El padre Lacimón se me acercó y, quemándome con el aliento, me susurró al oído:

-Estoy aquí, cerca, y me doy cuenta mejor... Ellos no mortifican, no fuerzan a nada, no torturan ni meten tornillos en los cerebros; sencillamente, enseñan qué es el universo, de dónde surgió la vida, cómo nace una conciencia y cómo aplicar la ciencia para el provecho general.
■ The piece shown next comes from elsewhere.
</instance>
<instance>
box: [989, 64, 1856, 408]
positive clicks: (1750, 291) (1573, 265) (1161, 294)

Disponen de una prueba con cuya ayuda saben demostrar como dos y dos son cuatro, que el mundo entero es exclusivamente material. Entre todos mis misioneros, el único en salvar su fe fue el padre Servacio ¡y sólo porque es sordo como una tapia y no oyó nada de lo que le decían! ¡Si, esto es peor que las torturas, señor! Tenía aquí una religiosa joven, una carmelita, criatura muy espiritual, entregada al cielo; siempre ayunaba, se mortificaba, tenía estigmas, visiones, se comunicaba con los santos, era una devota especial de santa Melania y seguía su ejemplo de todo corazón; por si fuera poco, de vez en cuando veía al mismo arcángel Gabriel... Un buen día se marchó allí -(el padre Lacimón me indicó el lado derecho del mapa)-. La dejé ir tranquilo porque era pobre de espíritu y de ellos es el Reino de los Cielos; en cuanto uno empieza a preguntarse qué, de dónde y cómo, en seguida se abren precipicios de herejía. Estaba seguro de que los argumentos de sabiduría de aquéllos no harían mella en su mente. Lo que pasó fue que después de su primera visión de los santos conjugada con un acceso de éxtasis religiosa, fue diagnosticada como neurótica, o algo por el estilo, no sé como lo llaman, y tratada con baños, jardinería, le dieron juguetes, muñecas, que sé yo. Volvió al cabo de cuatro meses... ¡En qué estado!

El padre Lacimón temblaba.

-¿Qué le ocurrió? -pregunté, lleno de compasión.

-Dejó de tener visiones, terminó un cursillo para pilotos de cohetes y tomó parte en una expedición investigadora al núcleo de la Galaxia, ¡pobre niña! Hace poco me dijeron que se le había aparecido santa Melania: mi corazón tembló con una esperanza gozosa, pero resultó que sólo soñó con su tía. Le digo: desgracia, ruina, derrota. ¡Qué ingenuos son esos especialistas americanos! Justo me acaban de avisar de un envío de cinco toneladas de libros y literatura sobre las crueldades de los enemigos de la fe. ¡Ah, si ellos quisieran perseguir la religión, cerrar las iglesias y vejar a los fieles! Desgraciadamente, no hacen nada parecido; lo permiten todo: la celebración de los oficios igual que la enseñanza religiosa, limitándose a difundir sus tesis y teorías. Probamos de aplicar este método durante un tiempo, pero no dio resultado.

-Perdón, ¿de qué método habla?

-Bueno, hemos tapado con papel aquella parte del Universo e ignoramos su existencia, pero no surtió efecto. Actualmente se habla en Roma de una cruzada en defensa de la fe.

-¿Usted qué opina de ello, Padre?

-No me parece una mala idea; si se volara sus planetas, destruyera las ciudades, quemara los libros y a ellos se los matara sin dejar uno, se salvaría tal vez el principio del amor al prójimo; pero ¿quiénes han de ser los cruzados? ¿Los memnogos? ¿O acaso los apertusanos? ¡No sé si reírme o llorar!

Reinó un profundo silencio. Movido por una sincera compasión, puse la mano en el hombro del sacerdote atribulado para confortarle con un abrazo; en aquel momento algo se deslizó de mi manga, relució y golpeó el suelo. ¡Quién pudiera describir mi alegría y sorpresa, cuando reconocí mi cortaplumas! ¡Resultó que había pasado tranquilamente todo ese tiempo bajo el forro de mi chaqueta, donde había caído por un agujero en el bolsillo!